Winston’un rüyalarında gördüğü orman, Julia ile seviştiği orman olur. Aynı orman çocukluğunda annesini gördüğü ormandır. Aşk Bakanlığı’nın yetkilisi Mr.O’Brien statüsü gereği Winston’dan (ve onun gibilerinden) farklı bir yerde yaşar. Onun hizmetçisi, uşağı vardır. Nadir şaraplardan içer ve en önemlisi duvarını kaplayan Big Brother’ın sesini istediği zaman kapatabiliyordur.
O’Brien, Winston’u işkence odasına aldığında, her dönem aynı olduğunu tahmin edebileceğimiz bir mekanda buluruz kendimizi: duvarlar rutubetten kararmıştır, yerler ıslaktır, işkence aletleri soğuktur. O’Brien, Winston’u korkuları ile yönetmeye başlayıp zihnine girdiğinde mekan karanlık olur. Karanlık kötü sürprizler getirir.
“1984” filmi toplam 16 ayrı mekanda geçer . Film öyküsü ise 2 ila 3 hafta içinde gelişen olayları ele alır. Gece ve gündüz geçişleri dış mekanlarda ve rüya sekansları yardımı ile verilir. Öyküsel zamanın geçişi, filmin kahramanı Winston’un dönüşmesinin kademeleri ile gösterilir. Kahraman önce sistem tarafından uyuşturulmuştur; günlük rutin içinde (ofis, toplanma alanı, yemekhane, ev) hareket eder. Kendini bir tür sorgulamaya aldığı sahneler çoğunlukla kendi evindeyken ve sevgilisi Julia ile beraberken rüya sekansları ile birlikte verilir. Julia ile gözlerden uzak yaşadığını sandığı ilişkisinde hissettiği tatmin ve mutluluk hali zincirleri kırabileceğine dair bir umut oluşturur ki bu da mekan olarak orman ve dükkan üstü odada geçer.
Film Kişileri Hakkında
Filmin baş kişisi Winston, 45’lerinde, anne/baba ve kızkardeşini
2.Dünya Savaşı’nın hırçınlığında kaybetmiş, dolayısıyla bunun travmasını derinlerde yaşayan, totaliter iktidar nedeniyle hayata karşı heveslerini yitirmiş bir adamdır. Filmin serim bölümünde insana dair iç kıpırtıları, umudu duymaya başlar ancak sistem onu filmin sonunda yakalar ve yeniden kendine uydurur.

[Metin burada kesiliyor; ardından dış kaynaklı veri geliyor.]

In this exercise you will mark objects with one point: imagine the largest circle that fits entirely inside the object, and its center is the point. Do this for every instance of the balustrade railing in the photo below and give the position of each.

Filmin kadın kahramanı Julia, muhalefet partiden, açık sözlü ve açık fikirli bir kadındır. Korkuları yok görünür ancak sistem onu da ele geçirir. Aşk Bakanlığı’nın bürokratı Mr.O’Brien korkulası bir karakterdir, zira nerede şefkat göstereceğini, nerede sert olacağını, nerede can yakacağını bilen, sisteme –aradaki gediklerine rağmen- bağlı bir görev adamıdır.
Dizimsel Yapısı Hakkında (Kurgusu)
“1984”ün kurgusu kimi zaman akıcı, kimi zaman ise durağandır. Filmin başlangıçtan ilk dönüm noktasına (1.plot point) kadar olan hazırlık kısımında, filmin nasıl bir ortamda, nasıl bir tema içinde geçeceği metafor kullanılmadan, genel çekimlerle ve kısa kesmelerle verilir.
İlk dönüm noktasından sonra ikinci dönüm noktasına kadar yer alan yüzleşme bölümü, karakterin dönüşümünü de sergileyebilmesi açısından uzun süreli çekimlere yer verir. Filmin bu bölümü düz ve sıralı bir anlatım sağlayacak şekilde kurgulanmış, ileri gidiş ve geri dönüşlere çok az yer verilmiştir.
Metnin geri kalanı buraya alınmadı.